For the rest of his illustrious life, DeMille fought tirelessly for the Right to Work principle and against the brute forces of union boss tyranny. DeMille used his talents to film public appeals on behalf of the Right to Work. In 1948, DeMille even spoke before Congress in favor of Right to Work legislation (as this recent article from Mises.org reminds us):
The Declaration of Independence specified “life, liberty, and the pursuit of happiness” as inalienable rights. The Constitution goes further. The Bill of Rights mentions freedom of speech, press, assembly, worship, and other rights which the state may not invade.
But neither the Declaration nor the Constitution pretends to exhaust the list of man’s God-given and inalienable rights.
One of the most fundamental of those rights is the right to work. I submit that the time has come for Congress to declare it to be the public policy of the United States that every individual should have the right to work, when he pleases, where he pleases, for himself or for whoever wants to hire him — and that the full protection of the government should be put behind this right to work.
Need I point out how basic the right to work is? It is the same as the right to life, for it is by work that men live.
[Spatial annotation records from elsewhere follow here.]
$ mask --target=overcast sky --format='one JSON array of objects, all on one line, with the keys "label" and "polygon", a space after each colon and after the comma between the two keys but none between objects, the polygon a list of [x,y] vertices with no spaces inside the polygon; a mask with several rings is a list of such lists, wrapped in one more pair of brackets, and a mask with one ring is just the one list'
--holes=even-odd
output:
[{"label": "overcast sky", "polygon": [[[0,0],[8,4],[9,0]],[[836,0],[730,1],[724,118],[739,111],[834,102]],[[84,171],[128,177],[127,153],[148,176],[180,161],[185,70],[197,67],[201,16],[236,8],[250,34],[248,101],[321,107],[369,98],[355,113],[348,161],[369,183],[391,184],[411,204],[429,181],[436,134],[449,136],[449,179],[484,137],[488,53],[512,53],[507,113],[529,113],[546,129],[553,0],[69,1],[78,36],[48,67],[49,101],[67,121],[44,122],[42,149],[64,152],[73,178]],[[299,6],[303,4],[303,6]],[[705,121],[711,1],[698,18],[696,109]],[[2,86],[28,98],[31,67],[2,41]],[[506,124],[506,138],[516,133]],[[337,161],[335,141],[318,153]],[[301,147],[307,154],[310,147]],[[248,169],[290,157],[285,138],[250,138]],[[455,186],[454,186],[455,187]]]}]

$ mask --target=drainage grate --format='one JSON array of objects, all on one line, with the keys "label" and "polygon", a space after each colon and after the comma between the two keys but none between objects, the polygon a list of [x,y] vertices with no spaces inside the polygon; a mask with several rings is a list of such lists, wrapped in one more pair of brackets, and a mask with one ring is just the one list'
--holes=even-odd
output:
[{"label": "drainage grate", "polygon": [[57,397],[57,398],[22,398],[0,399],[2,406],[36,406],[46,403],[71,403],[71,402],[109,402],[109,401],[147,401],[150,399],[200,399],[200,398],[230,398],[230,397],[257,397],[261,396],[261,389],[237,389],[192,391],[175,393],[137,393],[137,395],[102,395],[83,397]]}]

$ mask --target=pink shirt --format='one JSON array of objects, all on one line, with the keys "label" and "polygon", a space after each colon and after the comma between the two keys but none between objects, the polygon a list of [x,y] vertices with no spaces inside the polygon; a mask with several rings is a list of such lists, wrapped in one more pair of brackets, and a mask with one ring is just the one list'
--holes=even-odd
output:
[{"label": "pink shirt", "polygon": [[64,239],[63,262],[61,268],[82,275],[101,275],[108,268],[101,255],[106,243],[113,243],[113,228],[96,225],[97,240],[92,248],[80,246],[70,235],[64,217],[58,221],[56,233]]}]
Deny the right to work, and you have cut off the right to life.
…
What privilege — I would prefer to say what right — could be more essential to the orderly pursuit of happiness than the right of a man to earn bread for himself and his family — the right to work?
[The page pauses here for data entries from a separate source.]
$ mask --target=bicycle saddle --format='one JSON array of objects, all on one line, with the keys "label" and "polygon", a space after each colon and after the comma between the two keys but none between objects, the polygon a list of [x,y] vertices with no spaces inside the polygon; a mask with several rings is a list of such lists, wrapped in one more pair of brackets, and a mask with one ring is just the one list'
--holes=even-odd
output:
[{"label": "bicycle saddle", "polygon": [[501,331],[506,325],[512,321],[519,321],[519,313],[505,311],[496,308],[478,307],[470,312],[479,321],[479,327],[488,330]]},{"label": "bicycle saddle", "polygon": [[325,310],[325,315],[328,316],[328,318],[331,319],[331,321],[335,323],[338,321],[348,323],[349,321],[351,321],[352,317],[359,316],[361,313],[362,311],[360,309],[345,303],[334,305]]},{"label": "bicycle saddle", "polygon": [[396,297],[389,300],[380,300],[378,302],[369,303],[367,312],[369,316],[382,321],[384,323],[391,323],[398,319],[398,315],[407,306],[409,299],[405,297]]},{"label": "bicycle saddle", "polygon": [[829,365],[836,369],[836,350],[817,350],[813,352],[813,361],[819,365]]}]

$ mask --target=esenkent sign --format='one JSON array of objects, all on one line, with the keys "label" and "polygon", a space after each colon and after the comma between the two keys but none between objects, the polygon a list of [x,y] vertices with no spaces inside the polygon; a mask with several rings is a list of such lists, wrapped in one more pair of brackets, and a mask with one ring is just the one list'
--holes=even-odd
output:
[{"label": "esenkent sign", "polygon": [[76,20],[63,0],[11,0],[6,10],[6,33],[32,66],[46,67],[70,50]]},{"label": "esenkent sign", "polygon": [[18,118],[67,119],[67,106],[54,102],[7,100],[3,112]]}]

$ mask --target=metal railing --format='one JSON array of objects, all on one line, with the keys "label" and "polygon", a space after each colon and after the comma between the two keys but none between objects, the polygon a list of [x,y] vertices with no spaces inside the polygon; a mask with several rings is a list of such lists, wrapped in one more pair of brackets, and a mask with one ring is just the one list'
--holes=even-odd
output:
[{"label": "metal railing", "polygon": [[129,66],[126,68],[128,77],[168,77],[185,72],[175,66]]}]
Yet in practice, as this committee knows, the right to work has been violated in a multitude of instances, of which my own case — denial of the right to work because I refused to pay a political assessment to a union — is only one.
What is the reason for this strange inconsistency — for the fact that a clearly established constitutional right has been and can be challenged with impunity?
One reason may be that the courts have never been given a clear mandate by federal law to protect the right to work absolutely and at all events. In fact, nowhere in federal statute law is the positive right to work stated in unqualified terms.
…
[Romanian communist and foreign minister] Ana Pauker will not allow my pictures to be seen on the screens of Rumania because I disagree with her politically.
The American Federation of Radio Artists will not allow my voice to be heard over the microphones of America because I would not pay a political assessment.
I see a pattern there — a pattern that can mean slavery for free men everywhere if it is not broken.
Other Hollywood notables who have given public endorsements of the Right to Work principle include singer Pat Boone and the late Charlton Heston, who served as the president of the Screen Actors Guild union from 1965 to 1971.
And despite Hollywood’s forced union advocates’ continuing support for union boss coercion and intimidation, courageous Hollywood entertainers, crew members, and other entertainment industry professionals continue the principled fight of DeMille, Boone, and Heston to this day.